With a Congressional recess looming, Long and Boggs got the antitrust bill attached to a larger piece of legislation that circumvented any attempts by Congressman Emanuel Celler of Brooklyn, a strong proponent of antitrust legislation, to block it.
That maneuvering did not come without some 11th-hour histrionics.
"What the NFL needed was an antitrust exemption," said author Cokie Roberts, the daughter of Hale and Lindy Boggs. "Daddy was on the Ways and Means Committee for the House, and Long was on the Senate Finance Committee, which are the two committees that deal with antitrust. They worked out a deal to push through the (NFL's) antitrust request if the new expansion team would come to New Orleans."

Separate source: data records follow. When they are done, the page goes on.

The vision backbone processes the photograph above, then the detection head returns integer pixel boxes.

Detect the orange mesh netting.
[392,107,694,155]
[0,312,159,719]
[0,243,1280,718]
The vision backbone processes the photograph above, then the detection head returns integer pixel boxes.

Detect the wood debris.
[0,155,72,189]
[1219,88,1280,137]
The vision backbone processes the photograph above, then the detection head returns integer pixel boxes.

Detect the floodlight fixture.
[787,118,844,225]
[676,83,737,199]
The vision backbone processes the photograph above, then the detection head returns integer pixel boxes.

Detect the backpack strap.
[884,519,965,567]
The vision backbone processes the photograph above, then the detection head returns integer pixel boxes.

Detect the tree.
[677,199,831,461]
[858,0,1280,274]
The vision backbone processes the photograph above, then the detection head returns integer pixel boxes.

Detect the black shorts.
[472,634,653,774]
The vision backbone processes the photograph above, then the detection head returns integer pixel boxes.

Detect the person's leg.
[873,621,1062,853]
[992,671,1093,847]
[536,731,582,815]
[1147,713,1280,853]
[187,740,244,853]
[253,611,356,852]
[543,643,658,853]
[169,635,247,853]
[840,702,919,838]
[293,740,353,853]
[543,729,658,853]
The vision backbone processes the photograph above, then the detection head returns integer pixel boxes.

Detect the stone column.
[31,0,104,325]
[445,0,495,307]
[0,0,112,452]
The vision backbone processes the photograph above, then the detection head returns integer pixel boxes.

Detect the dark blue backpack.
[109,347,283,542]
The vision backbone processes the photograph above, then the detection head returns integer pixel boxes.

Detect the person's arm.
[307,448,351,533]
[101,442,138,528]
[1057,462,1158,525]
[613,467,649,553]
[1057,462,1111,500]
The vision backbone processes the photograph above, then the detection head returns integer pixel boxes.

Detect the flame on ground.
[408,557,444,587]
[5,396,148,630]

Before the final vote, Rozelle was at the Capitol and ran into Boggs. "Rozelle said something along the lines of, 'We hope … it might be … in New Orleans,'" Roberts said. "My memory is they were already halfway across the Capitol rotunda on their way to the vote, and they just stopped cold. My dad said, 'Wait a minute. No team in New Orleans, no deal.'"
The deal got done.
Roberts remembers her father having a passionate interest in making sure New Orleans got a team. At the Thanksgiving Day family meal in 1965, he was ready to offer grace and reached into his pocket for the Irish blessing he had written out.
"It was Pete Rozelle's phone number," Roberts said.
When New Orleans was welcomed into the NFL on Nov. 1, 1966, there was no disagreement on what the franchise would be called – it had to be the Saints.
Dixon approached New Orleans Archbishop Philip M. Hannan to ask what he thought of the idea – and whether the name Saints might be considered sacrilegious. Hannan immediately calmed Dixon's fears.
"Not at all," the archbishop said. "But I have to remind you, from the viewpoint of the church, most of the saints were martyrs."